A tech security worker who hacked a raft of UK business websites in order to steal personal data through ransomware attacks has been slapped with a five-year prison term – and a ten-year Criminal Behaviour Order – after pleading guilty to 11 offences at Chester Crown Court.
Craig Fox from Chadderton admitted two counts of blackmail, six counts under the Computer Misuse Act and three counts of fraud by false representation.
The court heard how Fox took over the websites of homeware and interior design businesses, his first attack first taking place in May 2021 in which he posted a religious video on the site and blocked customers from being able to access it.
Crucial online files were also deleted, causing significant financial damage to the business and emotional stress to the owners.
The second attack took place the following day on another similar company – but this time Fox sent emails from the business email account making false claims about the company. He stated he had access to all of the accounts and that if demands were not met he would release sensitive data to the public.
Communication data enquiries were made which led to an address on Marsland Road, Sale, Manchester. Officers from the Cheshire Police Cyber Crime Team searched the address but could find no trace of any illegal activity.
However, after speaking to the occupant, the police discovered that the neighbour had previously asked to use their WiFi. Further examination of the WiFi router found a device called ‘CraigLaptop’ had been been connected to it. Officers knocked on the property and were provided access by a housemate of Fox.
Although Fox was not home at the time, police secured a warrant to search his room. During the search, a piece of paper with the WiFi code for the neighbouring house along with a charger for a Dell laptop.
Yet no mobile phone or laptop were found at the address so detectives set up an appointment to speak with Fox. He stated he had been borrowing a phone which he had since returned and that he did not own a laptop.
He was subsequently arrested and further enquiries revealed his laptop was at an office in Manchester; it was then seized, examined and found to contain key evidence. Fox was released under investigation.
During the probe, the police discovered Fox had hacked several other businesses, claiming he had exposed weaknesses in their online security. He even asked for donations for the “work” he had carried out, providing bank account details which were revealed to be assigned to his bank account.
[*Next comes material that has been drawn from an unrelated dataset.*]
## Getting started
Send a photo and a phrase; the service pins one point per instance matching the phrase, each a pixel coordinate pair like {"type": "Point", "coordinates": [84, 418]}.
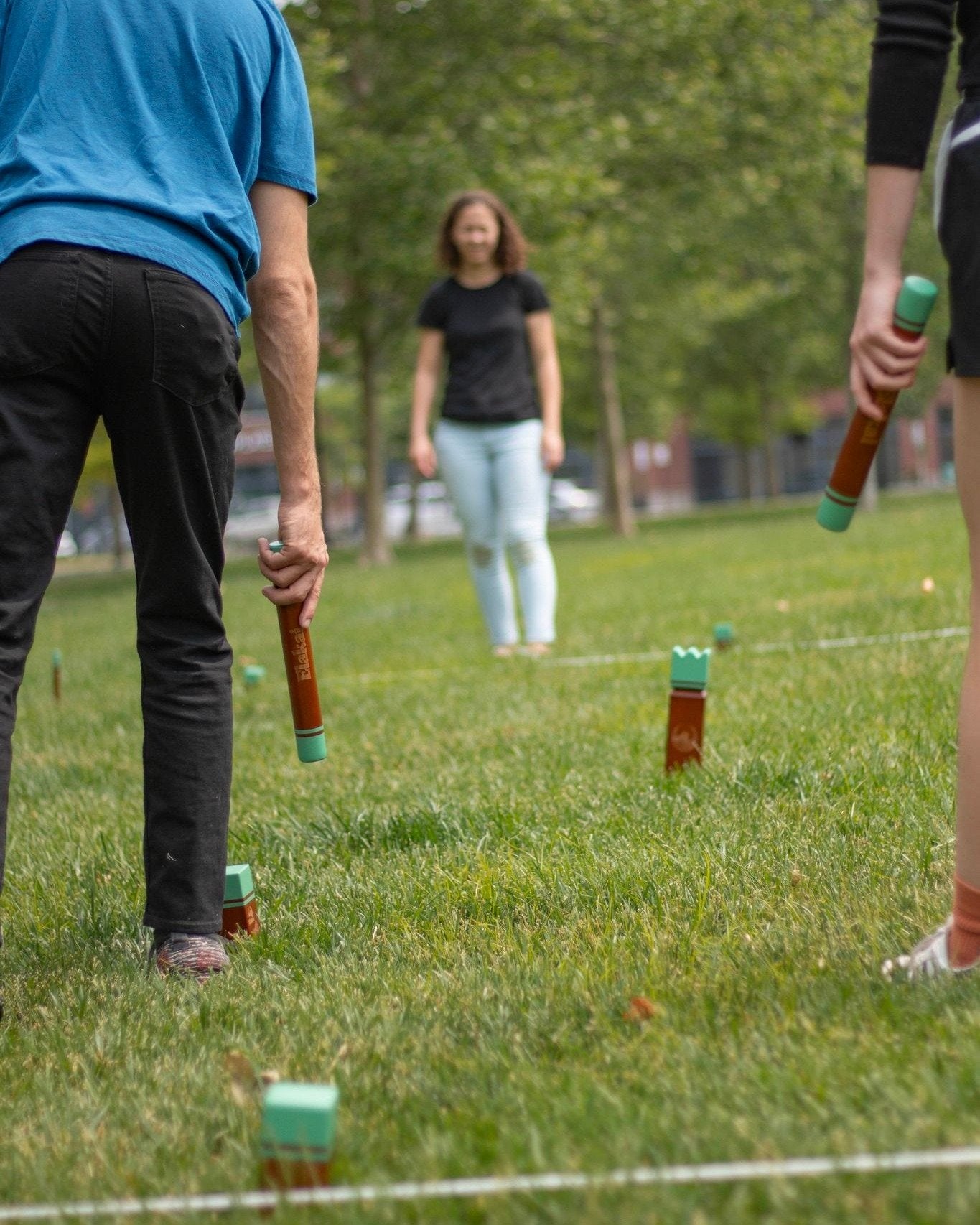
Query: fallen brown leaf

Fox was later summonsed to court.
Lead investigator Detective Sergeant Dave MacFarlane said: “Fox thought he could hide his exploits by claiming not to own a laptop or even a personal phone yet was blatant enough to use his own name on correspondence with effected businesses.
“This was a complex case and I would like to thank the victims and witnesses without whom this result would not have been possible. I would also like to thank the courts for passing down the sentence that they have to Fox.
“I hope that this case acts as a deterrent and shows how we are relentless in our pursuit of criminals and will not stop until justice is served.”